Poet Javier Sicilia leads 150,000 in march against Mexican drug violence

Originally Published: May 09, 2011

In a report on Mexican poet Javier Sicilia's three-day "silent march" from Cuernavaca to the Mexican capitol that began last Thursday, CNN looks at how the well known literary figure turned activist after the death of his 24-year-old son in March. Found with six others who had apparently died of suffocation after being wrapped with masking tape and left inside a car, his son's death fit the pattern of drug-trade related killings in Mexico — killings designed to send a message to the government to cease its "war on drugs." In these killings, the choice of victim is often arbitrary, something that instills even more fear in the ordinary people caught between the cartels and the police. Since 2006, these "messages" have claimed the lives of more than 34,600 people.

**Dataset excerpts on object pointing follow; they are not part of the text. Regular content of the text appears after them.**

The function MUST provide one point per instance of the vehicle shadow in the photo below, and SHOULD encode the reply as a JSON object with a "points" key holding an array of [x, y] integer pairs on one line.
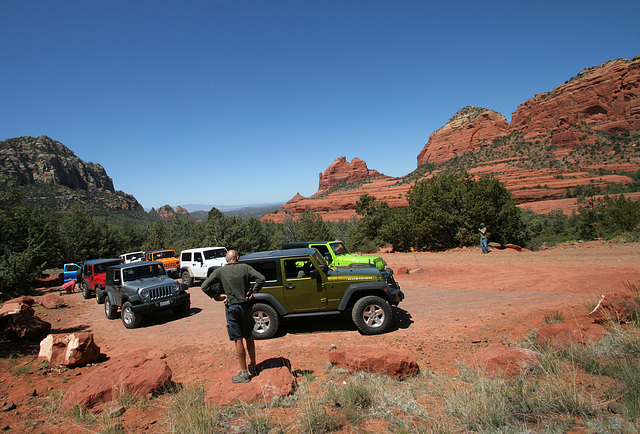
{"points": [[320, 324], [165, 317]]}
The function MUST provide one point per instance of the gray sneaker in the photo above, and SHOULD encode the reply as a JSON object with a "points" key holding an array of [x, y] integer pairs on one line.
{"points": [[253, 370], [242, 377]]}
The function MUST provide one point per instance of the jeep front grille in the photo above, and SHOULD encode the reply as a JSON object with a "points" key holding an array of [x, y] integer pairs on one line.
{"points": [[160, 292]]}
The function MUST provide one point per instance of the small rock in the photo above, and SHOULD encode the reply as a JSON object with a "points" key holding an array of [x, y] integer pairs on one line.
{"points": [[117, 412], [7, 405]]}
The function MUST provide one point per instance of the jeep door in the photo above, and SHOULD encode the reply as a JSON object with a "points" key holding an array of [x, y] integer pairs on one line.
{"points": [[301, 291]]}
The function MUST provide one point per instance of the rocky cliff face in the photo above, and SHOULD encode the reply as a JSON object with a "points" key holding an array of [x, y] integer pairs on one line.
{"points": [[468, 130], [166, 212], [342, 170], [40, 160], [55, 178], [553, 144], [605, 97]]}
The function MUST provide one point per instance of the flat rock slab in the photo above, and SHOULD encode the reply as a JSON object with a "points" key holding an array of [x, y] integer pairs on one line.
{"points": [[498, 359], [269, 384], [399, 364], [135, 375], [69, 349]]}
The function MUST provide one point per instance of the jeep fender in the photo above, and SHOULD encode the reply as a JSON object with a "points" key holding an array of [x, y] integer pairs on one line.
{"points": [[183, 269], [111, 296], [133, 299], [211, 269], [270, 299], [371, 288]]}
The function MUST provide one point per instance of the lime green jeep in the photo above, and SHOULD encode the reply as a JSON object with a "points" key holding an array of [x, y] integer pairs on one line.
{"points": [[337, 255]]}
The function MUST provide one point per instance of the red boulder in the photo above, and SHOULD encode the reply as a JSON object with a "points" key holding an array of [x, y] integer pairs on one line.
{"points": [[400, 364], [135, 375]]}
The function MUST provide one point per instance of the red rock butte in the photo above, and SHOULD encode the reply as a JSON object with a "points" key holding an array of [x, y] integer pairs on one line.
{"points": [[553, 144]]}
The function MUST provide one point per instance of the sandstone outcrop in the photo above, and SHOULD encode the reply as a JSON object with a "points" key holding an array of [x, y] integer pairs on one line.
{"points": [[470, 129], [128, 374], [606, 97], [270, 383], [41, 160], [545, 152], [54, 177], [498, 359], [69, 349], [52, 301], [343, 170], [166, 212], [398, 363]]}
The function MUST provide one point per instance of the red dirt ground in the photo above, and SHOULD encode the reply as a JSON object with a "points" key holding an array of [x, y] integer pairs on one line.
{"points": [[450, 296]]}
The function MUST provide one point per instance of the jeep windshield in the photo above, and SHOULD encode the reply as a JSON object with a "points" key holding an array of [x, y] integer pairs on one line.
{"points": [[214, 253], [102, 267], [319, 258], [165, 254], [143, 272], [339, 248]]}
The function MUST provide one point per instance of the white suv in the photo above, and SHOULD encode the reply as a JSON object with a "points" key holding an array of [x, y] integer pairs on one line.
{"points": [[197, 264], [132, 257]]}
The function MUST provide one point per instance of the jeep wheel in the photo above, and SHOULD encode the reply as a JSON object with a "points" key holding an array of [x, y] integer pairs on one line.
{"points": [[266, 320], [85, 290], [372, 315], [99, 295], [130, 319], [186, 278], [183, 309], [110, 310]]}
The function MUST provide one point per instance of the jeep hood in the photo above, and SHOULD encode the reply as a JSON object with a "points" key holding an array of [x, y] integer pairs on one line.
{"points": [[366, 274], [149, 282]]}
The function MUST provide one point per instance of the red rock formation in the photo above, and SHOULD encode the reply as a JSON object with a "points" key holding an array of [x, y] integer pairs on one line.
{"points": [[605, 97], [599, 98], [468, 130], [342, 170]]}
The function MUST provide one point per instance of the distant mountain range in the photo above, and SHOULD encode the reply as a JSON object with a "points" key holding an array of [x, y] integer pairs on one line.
{"points": [[227, 209]]}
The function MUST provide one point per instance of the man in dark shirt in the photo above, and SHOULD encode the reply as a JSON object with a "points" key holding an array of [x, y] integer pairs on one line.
{"points": [[236, 293]]}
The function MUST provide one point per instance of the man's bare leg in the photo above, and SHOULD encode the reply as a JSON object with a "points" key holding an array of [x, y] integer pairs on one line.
{"points": [[241, 354]]}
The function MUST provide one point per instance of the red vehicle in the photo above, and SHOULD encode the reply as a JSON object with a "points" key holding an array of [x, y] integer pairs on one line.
{"points": [[92, 276]]}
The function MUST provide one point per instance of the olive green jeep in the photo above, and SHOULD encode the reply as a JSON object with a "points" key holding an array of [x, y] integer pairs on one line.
{"points": [[300, 283]]}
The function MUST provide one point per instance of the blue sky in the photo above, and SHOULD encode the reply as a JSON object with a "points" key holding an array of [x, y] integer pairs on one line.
{"points": [[242, 102]]}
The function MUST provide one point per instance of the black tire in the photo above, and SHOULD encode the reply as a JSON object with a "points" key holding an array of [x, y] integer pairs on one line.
{"points": [[186, 278], [99, 295], [110, 310], [85, 290], [372, 315], [267, 321], [130, 319], [183, 309]]}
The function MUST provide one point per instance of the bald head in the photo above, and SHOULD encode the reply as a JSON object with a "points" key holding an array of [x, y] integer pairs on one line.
{"points": [[232, 256]]}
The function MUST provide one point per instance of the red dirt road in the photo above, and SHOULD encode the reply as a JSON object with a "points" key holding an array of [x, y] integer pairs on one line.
{"points": [[450, 296]]}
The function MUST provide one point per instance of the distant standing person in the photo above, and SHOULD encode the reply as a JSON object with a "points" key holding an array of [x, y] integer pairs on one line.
{"points": [[236, 293], [484, 242]]}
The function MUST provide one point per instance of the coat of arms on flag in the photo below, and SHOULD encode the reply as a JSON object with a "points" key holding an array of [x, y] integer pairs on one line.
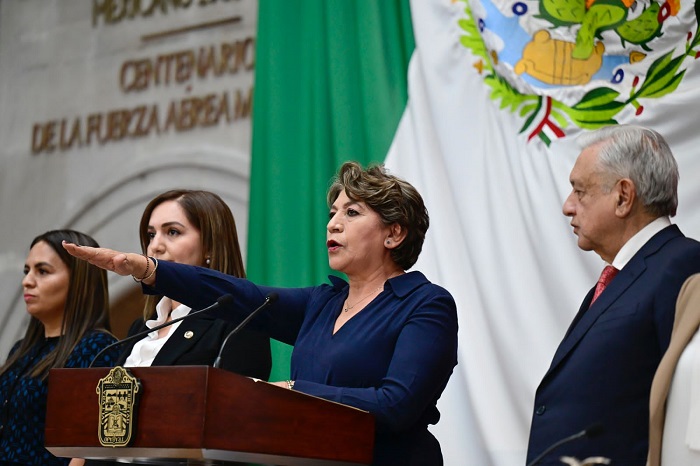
{"points": [[586, 63]]}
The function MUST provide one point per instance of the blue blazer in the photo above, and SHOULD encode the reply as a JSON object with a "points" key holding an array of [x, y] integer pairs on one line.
{"points": [[603, 368]]}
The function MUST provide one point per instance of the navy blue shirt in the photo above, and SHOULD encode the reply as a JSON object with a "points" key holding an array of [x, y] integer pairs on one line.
{"points": [[393, 358], [23, 412]]}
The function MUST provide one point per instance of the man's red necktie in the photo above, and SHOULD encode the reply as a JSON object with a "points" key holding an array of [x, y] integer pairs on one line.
{"points": [[606, 277]]}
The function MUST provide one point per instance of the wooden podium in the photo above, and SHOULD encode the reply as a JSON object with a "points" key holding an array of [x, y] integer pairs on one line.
{"points": [[201, 415]]}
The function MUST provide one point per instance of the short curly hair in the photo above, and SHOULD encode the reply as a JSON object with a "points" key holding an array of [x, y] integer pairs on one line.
{"points": [[395, 200]]}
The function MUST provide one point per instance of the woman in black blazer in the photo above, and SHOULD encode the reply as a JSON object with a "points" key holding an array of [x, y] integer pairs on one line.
{"points": [[196, 228]]}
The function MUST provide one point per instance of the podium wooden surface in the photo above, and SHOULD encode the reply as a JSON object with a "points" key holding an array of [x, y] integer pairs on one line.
{"points": [[202, 415]]}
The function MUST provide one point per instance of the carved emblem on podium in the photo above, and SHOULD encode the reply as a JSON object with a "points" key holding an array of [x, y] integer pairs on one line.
{"points": [[118, 395]]}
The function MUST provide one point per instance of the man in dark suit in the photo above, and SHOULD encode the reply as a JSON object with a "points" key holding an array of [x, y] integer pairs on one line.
{"points": [[624, 193]]}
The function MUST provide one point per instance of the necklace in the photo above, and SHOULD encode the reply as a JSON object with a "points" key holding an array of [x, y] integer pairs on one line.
{"points": [[347, 308]]}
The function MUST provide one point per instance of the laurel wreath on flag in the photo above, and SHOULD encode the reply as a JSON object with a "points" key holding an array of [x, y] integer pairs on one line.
{"points": [[596, 108]]}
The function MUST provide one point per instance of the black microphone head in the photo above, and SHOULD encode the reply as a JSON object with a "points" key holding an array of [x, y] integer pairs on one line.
{"points": [[225, 301], [594, 430]]}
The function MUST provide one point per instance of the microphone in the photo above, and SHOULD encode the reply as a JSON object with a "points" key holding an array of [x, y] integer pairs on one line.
{"points": [[223, 301], [271, 298], [591, 431]]}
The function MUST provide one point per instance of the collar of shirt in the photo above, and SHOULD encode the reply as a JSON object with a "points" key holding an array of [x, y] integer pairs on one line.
{"points": [[162, 315], [635, 243]]}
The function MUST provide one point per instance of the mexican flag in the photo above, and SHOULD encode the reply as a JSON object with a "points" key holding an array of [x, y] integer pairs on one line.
{"points": [[468, 101]]}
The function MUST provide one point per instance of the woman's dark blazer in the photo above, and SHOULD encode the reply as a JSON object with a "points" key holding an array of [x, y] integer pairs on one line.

Sicilia's goal is to move the government to action, calling for citizens to take to the streets and for the resignation of officials in Cuernavaca and the state of Morelos. But he is doing this for more than to bring justice for his son. While his family's tragedy was high profile, Sicilia's movement is about putting the faces and names on all of the victims, not just the ones who make the news: "There are many dead, and there is much pain. ... These citizens have the same dignity as my son." Along the stretch between Cuernavaca and Mexico City, marchers placed plaques in honor of the dead. Police estimate that more than 150,00 marched with Sicilia at some point in his journey, according to the New York Times.

Sicilia first made his commitment known less than a week after his son's death, when he read what would be his last poem.

"The world is no longer dignified enough for words," he said, according to the state-run Notimex news agency.

"This is my last poem, I cannot write more poetry," he concluded. "Poetry no longer exists inside me."

In an open letter "to politicians and criminals" published in the April 3 edition of the magazine Proceso, Sicilia quoted French existentialist Albert Camus and German writer Bertolt Brecht, as he urged Mexicans to take to the streets.

"We do not want one more man, one of our sons, killed," he wrote, calling for "a national movement that we must keep alive to destroy the fear and isolation put in our minds and souls by your incompetence, politicians and your cruelty, criminals."